Orkney Folk Festival | Rating: *** | Various venues, Orkney

Along with this year’s box office, the local chip shop and ice-cream sellers must surely have broken new sales records, as musicians and music-lovers fuelled up al fresco by the sun-sparkled harbour, in between the giddy round of concerts and pub sessions – including no fewer than 35 programmed festival events – that make these isles so magically full of noises every May.
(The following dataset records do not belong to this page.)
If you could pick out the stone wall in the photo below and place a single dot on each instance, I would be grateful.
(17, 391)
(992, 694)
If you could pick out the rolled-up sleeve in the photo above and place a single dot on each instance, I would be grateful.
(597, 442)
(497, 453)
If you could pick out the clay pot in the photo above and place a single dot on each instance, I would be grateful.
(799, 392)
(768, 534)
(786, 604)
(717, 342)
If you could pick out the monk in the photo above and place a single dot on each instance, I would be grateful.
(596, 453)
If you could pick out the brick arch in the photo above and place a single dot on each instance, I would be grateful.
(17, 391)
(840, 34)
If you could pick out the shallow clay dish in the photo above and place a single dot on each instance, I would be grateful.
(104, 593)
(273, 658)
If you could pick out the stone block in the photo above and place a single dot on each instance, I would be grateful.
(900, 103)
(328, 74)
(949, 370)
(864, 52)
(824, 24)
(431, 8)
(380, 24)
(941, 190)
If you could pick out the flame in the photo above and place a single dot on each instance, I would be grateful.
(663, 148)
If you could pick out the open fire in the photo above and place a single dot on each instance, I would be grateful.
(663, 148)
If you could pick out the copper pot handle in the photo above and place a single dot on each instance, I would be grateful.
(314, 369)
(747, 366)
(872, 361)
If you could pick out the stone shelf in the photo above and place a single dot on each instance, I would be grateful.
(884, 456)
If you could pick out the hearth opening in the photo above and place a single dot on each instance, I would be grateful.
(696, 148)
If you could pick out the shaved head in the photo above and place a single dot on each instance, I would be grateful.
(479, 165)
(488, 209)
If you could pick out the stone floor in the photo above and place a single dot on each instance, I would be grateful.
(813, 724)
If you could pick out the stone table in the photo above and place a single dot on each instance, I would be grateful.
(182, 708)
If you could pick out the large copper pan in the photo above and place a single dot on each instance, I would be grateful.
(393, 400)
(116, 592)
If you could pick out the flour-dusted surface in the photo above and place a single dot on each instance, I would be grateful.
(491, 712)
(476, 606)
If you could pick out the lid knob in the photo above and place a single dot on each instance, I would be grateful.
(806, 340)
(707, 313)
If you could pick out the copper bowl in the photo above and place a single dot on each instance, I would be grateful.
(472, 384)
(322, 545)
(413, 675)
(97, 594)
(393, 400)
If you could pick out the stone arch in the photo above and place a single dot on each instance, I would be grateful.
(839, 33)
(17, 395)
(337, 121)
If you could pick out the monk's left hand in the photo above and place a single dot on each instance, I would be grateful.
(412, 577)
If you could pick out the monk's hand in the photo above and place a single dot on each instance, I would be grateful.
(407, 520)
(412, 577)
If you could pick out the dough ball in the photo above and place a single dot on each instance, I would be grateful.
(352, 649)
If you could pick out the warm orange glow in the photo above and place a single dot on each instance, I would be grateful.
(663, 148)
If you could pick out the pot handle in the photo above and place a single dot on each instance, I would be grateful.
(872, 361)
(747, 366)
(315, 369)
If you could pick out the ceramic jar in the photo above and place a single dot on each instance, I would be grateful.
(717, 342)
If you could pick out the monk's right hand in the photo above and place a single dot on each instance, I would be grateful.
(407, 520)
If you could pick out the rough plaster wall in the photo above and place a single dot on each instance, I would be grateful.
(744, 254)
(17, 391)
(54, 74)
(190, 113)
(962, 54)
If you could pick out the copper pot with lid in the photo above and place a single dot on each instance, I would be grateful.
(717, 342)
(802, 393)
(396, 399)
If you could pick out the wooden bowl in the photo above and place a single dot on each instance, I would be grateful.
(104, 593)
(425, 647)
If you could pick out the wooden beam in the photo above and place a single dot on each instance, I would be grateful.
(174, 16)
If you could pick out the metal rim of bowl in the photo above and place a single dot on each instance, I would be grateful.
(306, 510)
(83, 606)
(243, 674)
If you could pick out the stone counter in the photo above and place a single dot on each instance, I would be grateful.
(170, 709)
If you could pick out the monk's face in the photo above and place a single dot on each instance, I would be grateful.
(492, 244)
Thursday’s opening show at Stromness Town Hall got off to a beatifically gentle and heartwarming start with a set by the Orkney Accordion and Fiddle Club, a much-loved mainstay of the islands’ music scene for nearly 40 years, which was voted Club of the Year at the 2015 Scots Trad Music Awards. In a line-up that ranged from teenagers to octogenarians, its members’ delight and pride at taking the Folk Festival stage was touchingly apparent, and their audience reciprocated with some of the night’s loudest applause.

Next up was that most unassuming of legends, Irish-American fiddler Liz Carroll, who’d already treated some local primary kids to a performance that morning, and now proceeded comprehensively to demonstrate why she’s held in such rarefied esteem. Nimbly accompanied by guitarist Sean Óg Graham, she enriched her material with such a wealth of ornamentation, harmonic colour, expressive nuance and rhythmic sensitivity as to sound like two or three fiddlers at work.

Perhaps aptly, the evening’s final act, Session A9, featured another four – and four of Scotland’s finest, at that, backed up with equal finesse and honky-tonk swagger on piano, guitar and percussion.

The fiddle’s continuing prominence in contemporary folk music was further demonstrated by the contrasting mastery of Finland’s Frigg – another septet with a four-fiddle frontline, brilliantly and buoyantly reworking their native music with influences from bluegrass to heavy metal – and young Shetlander Maggie Adamson, accompanied by guitarist/singer Brian Nicholson, whose bravura set, alongside traditional tunes, took in a dazzling swing/jazz showpiece, The Hot Canary, and an instrumental Somewhere Over the Rainbow.

Folk song always features strongly on the Orkney festival bill, with the vocal contingent headed here by Gaelic star Julie Fowlis, countering her tradition’s reputation for unremitting tragedy in an array of livewire, quicksilver puirt-à-beul numbers as well as haunting darker ballads, immaculately backed by a trio including Duncan Chisholm, whose exquisite fiddle tone at times uncannily resembled a second, harmonising voice.

Fowlis also featured in Saturday’s show hosted by the outstanding Orkney duo Saltfishforty, whose numbers swelled to a veritable big band by the end, with the likes of trombonist Rick Taylor, Frigg fiddler Esko Järvelä and local accordion legend Billy Peace also among their guests.

The pinnacle of an all-round thrilling performance came right at the end, when Fowlis was heard like you’ve never heard her before, absolutely belting out a verse of the old George Strait/Willie Nelson classic, Milk Cow Blues.